An expeditionary deployment of E-8C Joint STARS ground moving target indicator aircraft ended at Kadena in September without an immediate replacement. However, Air Force officials and outside experts said they don’t see the two developments as an indication that the U.S. or the Air Force has a longer-term plan to shift forces away from Okinawa.

Though Kadena will doubtless be targeted by hundreds of accurate Chinese missiles in the event of a conflict with the U.S. regarding Taiwan, for reasons of forward presence, engagement with regional allies and partners, and intelligence-collection activities, the U.S. is unlikely to abandon the base, Deptula said.

In the event of a conflict, or imminent bombardment, aircraft at the base would likely be evacuated to other locations, he noted.

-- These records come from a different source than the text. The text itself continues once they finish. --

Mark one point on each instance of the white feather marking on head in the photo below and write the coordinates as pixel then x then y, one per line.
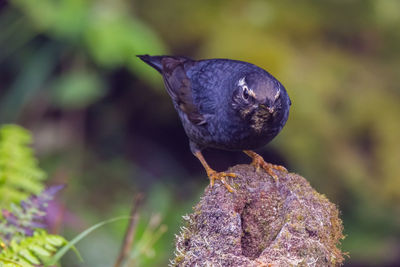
pixel 277 94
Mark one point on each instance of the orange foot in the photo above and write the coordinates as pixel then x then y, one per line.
pixel 213 175
pixel 258 162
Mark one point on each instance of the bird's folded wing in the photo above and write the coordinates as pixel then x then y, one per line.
pixel 179 87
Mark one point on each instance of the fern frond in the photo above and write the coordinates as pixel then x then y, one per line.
pixel 20 175
pixel 31 251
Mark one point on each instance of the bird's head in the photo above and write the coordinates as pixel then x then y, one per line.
pixel 260 98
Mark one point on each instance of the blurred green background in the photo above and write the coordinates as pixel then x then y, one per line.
pixel 104 125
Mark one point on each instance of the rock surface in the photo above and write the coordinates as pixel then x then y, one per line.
pixel 264 223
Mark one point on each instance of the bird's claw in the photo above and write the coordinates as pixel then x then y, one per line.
pixel 213 175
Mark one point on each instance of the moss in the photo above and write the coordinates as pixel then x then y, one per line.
pixel 263 223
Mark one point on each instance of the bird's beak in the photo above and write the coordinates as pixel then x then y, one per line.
pixel 270 110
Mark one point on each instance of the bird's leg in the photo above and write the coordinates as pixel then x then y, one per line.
pixel 258 162
pixel 213 175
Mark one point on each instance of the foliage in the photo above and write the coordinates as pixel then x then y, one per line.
pixel 22 242
pixel 20 175
pixel 34 250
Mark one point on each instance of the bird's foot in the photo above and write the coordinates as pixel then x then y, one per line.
pixel 259 163
pixel 213 175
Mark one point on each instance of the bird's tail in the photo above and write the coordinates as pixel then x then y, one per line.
pixel 154 61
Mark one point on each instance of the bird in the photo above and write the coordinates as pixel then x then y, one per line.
pixel 225 104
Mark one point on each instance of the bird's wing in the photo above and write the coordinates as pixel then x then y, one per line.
pixel 179 87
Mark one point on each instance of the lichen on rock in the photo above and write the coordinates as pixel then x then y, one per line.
pixel 264 223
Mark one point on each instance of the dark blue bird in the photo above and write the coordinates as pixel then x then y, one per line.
pixel 225 104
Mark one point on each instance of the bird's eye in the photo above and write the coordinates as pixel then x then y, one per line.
pixel 245 93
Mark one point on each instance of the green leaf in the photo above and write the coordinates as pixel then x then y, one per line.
pixel 79 237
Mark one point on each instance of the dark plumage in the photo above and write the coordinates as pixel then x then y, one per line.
pixel 225 104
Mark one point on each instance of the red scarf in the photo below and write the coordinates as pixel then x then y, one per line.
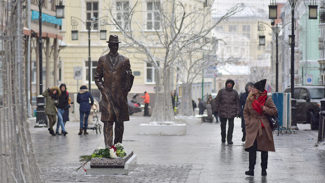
pixel 258 103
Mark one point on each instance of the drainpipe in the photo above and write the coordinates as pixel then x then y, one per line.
pixel 28 60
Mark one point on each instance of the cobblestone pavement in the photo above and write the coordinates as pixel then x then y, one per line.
pixel 198 156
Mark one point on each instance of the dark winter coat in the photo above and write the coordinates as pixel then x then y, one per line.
pixel 51 100
pixel 83 98
pixel 214 106
pixel 242 99
pixel 254 128
pixel 63 100
pixel 227 102
pixel 116 80
pixel 202 106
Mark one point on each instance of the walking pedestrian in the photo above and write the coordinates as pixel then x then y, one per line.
pixel 62 106
pixel 146 100
pixel 201 106
pixel 51 96
pixel 242 98
pixel 259 135
pixel 209 110
pixel 193 105
pixel 228 108
pixel 215 109
pixel 83 98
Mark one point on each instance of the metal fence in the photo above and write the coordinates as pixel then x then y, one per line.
pixel 17 161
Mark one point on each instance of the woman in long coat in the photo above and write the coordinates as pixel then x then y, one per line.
pixel 259 135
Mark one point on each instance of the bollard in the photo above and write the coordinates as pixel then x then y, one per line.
pixel 293 112
pixel 321 126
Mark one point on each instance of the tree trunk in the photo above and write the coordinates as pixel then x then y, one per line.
pixel 186 104
pixel 163 110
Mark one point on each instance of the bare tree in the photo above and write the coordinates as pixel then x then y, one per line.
pixel 178 31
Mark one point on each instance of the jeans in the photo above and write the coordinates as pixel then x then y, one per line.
pixel 230 129
pixel 252 157
pixel 60 121
pixel 84 120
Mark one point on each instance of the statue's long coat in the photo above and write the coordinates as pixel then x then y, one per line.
pixel 116 79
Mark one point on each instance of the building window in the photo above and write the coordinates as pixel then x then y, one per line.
pixel 92 12
pixel 150 73
pixel 246 28
pixel 93 70
pixel 232 28
pixel 103 34
pixel 122 14
pixel 74 35
pixel 153 15
pixel 219 28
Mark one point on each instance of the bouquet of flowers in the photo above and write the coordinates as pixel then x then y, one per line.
pixel 115 151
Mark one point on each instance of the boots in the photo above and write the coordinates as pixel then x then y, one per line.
pixel 264 172
pixel 51 131
pixel 85 131
pixel 80 132
pixel 250 172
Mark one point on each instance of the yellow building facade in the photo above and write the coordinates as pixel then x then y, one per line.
pixel 103 16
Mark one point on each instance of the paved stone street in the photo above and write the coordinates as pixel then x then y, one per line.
pixel 197 157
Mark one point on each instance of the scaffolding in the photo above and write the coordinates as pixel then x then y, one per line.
pixel 18 162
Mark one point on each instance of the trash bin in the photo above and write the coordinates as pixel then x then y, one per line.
pixel 41 119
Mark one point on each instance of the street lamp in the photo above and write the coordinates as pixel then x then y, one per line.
pixel 102 34
pixel 275 30
pixel 41 119
pixel 261 40
pixel 59 10
pixel 273 11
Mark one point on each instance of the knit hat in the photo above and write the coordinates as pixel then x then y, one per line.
pixel 260 85
pixel 83 87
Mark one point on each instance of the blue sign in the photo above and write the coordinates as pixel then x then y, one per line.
pixel 46 18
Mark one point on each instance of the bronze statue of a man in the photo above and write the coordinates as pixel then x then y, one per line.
pixel 114 79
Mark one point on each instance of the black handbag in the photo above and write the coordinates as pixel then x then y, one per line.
pixel 274 121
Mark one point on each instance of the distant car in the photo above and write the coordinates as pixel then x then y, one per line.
pixel 308 104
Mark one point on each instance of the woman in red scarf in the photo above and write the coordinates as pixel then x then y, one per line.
pixel 259 135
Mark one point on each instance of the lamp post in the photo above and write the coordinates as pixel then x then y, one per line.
pixel 275 30
pixel 102 36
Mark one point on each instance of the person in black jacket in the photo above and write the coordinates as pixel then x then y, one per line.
pixel 242 99
pixel 83 98
pixel 228 106
pixel 63 104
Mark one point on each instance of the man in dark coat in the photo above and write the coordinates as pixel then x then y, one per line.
pixel 242 98
pixel 114 79
pixel 83 98
pixel 215 109
pixel 201 106
pixel 228 108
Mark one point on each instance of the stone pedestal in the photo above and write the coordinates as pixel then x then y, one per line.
pixel 163 128
pixel 117 166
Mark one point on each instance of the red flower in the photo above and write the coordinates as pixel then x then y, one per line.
pixel 113 148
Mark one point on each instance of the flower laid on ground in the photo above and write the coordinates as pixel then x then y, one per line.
pixel 115 151
pixel 120 150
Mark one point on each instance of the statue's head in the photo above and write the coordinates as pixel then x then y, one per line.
pixel 113 43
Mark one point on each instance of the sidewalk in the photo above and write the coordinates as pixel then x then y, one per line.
pixel 197 157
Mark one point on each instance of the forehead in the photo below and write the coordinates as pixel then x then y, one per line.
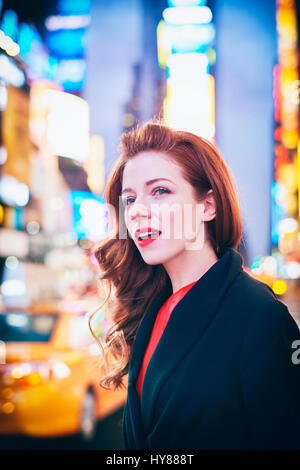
pixel 150 164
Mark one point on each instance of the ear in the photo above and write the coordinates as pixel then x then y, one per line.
pixel 209 206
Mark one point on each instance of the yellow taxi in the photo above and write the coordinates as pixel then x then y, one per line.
pixel 50 367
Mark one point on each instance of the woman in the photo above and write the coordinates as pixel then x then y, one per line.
pixel 208 349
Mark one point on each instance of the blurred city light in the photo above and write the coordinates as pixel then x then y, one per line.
pixel 68 125
pixel 10 73
pixel 67 22
pixel 186 3
pixel 187 15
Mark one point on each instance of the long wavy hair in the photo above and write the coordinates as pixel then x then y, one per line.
pixel 131 284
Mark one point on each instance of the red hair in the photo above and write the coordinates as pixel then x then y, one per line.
pixel 134 282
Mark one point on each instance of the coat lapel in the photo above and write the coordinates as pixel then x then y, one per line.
pixel 188 321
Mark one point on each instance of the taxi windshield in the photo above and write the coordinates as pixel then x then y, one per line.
pixel 25 327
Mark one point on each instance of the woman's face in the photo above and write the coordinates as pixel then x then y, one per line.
pixel 157 199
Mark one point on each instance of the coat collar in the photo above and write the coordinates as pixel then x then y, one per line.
pixel 188 320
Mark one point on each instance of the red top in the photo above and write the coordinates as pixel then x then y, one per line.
pixel 158 329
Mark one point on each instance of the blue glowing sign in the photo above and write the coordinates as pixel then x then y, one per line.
pixel 90 215
pixel 26 35
pixel 192 38
pixel 9 24
pixel 186 3
pixel 67 43
pixel 74 7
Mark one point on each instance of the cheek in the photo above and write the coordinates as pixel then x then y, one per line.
pixel 171 222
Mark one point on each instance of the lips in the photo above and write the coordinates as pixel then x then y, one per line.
pixel 153 234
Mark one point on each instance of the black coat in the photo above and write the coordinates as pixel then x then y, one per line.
pixel 222 374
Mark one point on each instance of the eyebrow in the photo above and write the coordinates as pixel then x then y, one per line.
pixel 148 183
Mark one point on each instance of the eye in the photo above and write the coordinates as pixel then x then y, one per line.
pixel 125 201
pixel 165 190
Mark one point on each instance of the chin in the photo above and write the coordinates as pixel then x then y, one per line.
pixel 157 258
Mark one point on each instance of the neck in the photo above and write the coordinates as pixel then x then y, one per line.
pixel 189 266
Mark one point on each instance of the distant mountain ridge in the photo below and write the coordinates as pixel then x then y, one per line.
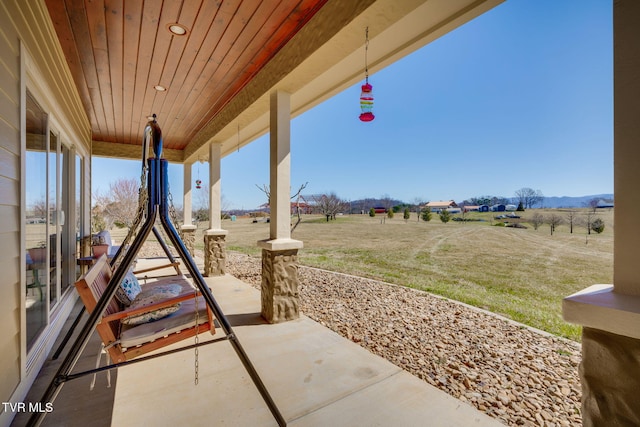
pixel 573 202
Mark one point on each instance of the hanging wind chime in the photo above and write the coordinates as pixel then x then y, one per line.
pixel 366 96
pixel 198 181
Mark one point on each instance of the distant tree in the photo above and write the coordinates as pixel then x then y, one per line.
pixel 597 225
pixel 295 205
pixel 329 205
pixel 571 217
pixel 593 204
pixel 553 220
pixel 536 220
pixel 529 197
pixel 120 204
pixel 480 200
pixel 407 214
pixel 425 213
pixel 97 220
pixel 40 210
pixel 588 219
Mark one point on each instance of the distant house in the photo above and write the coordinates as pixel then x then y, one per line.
pixel 439 206
pixel 302 207
pixel 602 204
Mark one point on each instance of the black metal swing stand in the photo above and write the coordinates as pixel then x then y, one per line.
pixel 158 186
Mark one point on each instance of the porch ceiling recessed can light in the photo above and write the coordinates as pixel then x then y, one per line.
pixel 177 29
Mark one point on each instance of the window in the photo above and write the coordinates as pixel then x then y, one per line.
pixel 51 228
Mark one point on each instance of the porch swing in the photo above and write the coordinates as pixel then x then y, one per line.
pixel 194 307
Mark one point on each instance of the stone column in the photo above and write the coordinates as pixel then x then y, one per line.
pixel 279 287
pixel 610 314
pixel 188 230
pixel 214 237
pixel 280 252
pixel 215 262
pixel 189 237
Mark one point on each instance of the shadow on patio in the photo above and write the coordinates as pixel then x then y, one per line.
pixel 315 376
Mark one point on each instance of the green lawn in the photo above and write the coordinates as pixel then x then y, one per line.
pixel 520 273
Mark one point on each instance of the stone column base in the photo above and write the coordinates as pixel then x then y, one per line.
pixel 215 263
pixel 280 285
pixel 189 237
pixel 610 376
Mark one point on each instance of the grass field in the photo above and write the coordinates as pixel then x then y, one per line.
pixel 520 273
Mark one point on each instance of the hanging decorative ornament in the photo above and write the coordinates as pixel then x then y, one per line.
pixel 198 181
pixel 366 96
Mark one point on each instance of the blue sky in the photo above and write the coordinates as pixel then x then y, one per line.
pixel 522 96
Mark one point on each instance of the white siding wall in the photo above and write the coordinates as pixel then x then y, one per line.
pixel 9 207
pixel 26 26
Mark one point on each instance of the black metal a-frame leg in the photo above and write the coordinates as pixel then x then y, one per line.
pixel 76 321
pixel 158 190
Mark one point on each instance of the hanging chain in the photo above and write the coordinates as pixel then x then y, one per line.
pixel 173 214
pixel 366 49
pixel 197 339
pixel 143 198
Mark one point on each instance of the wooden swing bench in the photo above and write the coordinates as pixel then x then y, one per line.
pixel 125 342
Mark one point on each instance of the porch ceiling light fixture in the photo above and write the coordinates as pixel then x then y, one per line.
pixel 177 29
pixel 366 96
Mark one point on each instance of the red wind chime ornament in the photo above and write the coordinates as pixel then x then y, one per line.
pixel 366 95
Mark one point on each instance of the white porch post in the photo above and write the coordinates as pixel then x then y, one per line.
pixel 610 314
pixel 214 237
pixel 280 252
pixel 188 229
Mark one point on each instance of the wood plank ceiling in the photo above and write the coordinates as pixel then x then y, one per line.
pixel 120 50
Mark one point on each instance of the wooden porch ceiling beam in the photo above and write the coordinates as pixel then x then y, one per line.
pixel 130 151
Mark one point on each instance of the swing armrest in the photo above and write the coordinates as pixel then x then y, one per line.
pixel 148 308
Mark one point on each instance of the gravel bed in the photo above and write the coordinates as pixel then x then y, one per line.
pixel 521 376
pixel 518 375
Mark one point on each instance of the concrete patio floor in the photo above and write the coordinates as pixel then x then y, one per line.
pixel 315 377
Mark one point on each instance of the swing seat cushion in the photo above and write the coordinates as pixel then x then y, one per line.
pixel 183 318
pixel 150 296
pixel 128 289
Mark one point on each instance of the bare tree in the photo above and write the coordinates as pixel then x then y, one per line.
pixel 298 196
pixel 588 218
pixel 267 191
pixel 329 205
pixel 554 220
pixel 40 209
pixel 536 220
pixel 120 204
pixel 571 217
pixel 593 204
pixel 529 197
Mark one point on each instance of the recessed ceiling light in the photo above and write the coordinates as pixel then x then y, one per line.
pixel 177 29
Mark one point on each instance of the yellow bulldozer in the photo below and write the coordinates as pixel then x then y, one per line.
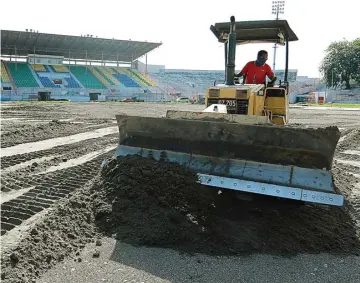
pixel 241 140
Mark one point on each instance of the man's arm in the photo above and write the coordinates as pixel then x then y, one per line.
pixel 270 74
pixel 243 71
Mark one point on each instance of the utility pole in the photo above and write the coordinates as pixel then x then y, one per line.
pixel 277 8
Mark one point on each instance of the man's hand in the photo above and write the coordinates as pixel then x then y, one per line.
pixel 273 79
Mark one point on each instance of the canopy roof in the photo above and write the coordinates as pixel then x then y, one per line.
pixel 22 43
pixel 269 31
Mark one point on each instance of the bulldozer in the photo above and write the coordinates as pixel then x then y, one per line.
pixel 242 141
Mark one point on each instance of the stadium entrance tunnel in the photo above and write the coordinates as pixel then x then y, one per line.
pixel 94 96
pixel 44 95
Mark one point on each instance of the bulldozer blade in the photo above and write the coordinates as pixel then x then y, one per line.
pixel 218 117
pixel 309 148
pixel 278 161
pixel 310 185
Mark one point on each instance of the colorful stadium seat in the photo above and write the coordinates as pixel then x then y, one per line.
pixel 4 75
pixel 22 75
pixel 86 78
pixel 38 68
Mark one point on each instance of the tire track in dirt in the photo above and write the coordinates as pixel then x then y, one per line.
pixel 48 188
pixel 20 134
pixel 65 151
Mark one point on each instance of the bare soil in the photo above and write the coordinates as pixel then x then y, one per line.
pixel 144 202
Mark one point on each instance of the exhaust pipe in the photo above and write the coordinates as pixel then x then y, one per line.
pixel 230 66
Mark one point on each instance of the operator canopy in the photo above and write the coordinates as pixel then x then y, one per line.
pixel 269 31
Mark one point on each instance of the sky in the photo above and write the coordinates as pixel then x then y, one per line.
pixel 184 27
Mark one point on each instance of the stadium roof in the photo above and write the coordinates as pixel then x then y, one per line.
pixel 266 31
pixel 22 43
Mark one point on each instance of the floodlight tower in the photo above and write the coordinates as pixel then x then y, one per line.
pixel 277 8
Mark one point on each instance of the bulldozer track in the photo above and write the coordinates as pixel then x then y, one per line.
pixel 48 188
pixel 19 135
pixel 64 150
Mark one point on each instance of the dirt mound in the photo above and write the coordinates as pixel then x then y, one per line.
pixel 145 202
pixel 63 231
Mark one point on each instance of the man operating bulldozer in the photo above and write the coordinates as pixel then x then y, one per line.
pixel 255 72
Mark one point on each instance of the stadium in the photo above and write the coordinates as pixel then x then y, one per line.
pixel 106 176
pixel 40 66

Adm. John C. Aquilino, head of U.S. Indo-Pacific Command, “wants all these aircraft to stay there,” Deptula said, but “they’re unmaintainable” and the Air Force is also short of fighter pilots.

“The situation is only going to get worse,” Deptula said, because the Air Force plans to divest “a thousand more aircraft by 2027.”

Some members of Congress have asked the Air Force to provide a special briefing on the Kadena situation because of concerns that USAF is reducing forward capability in the region at a critical time.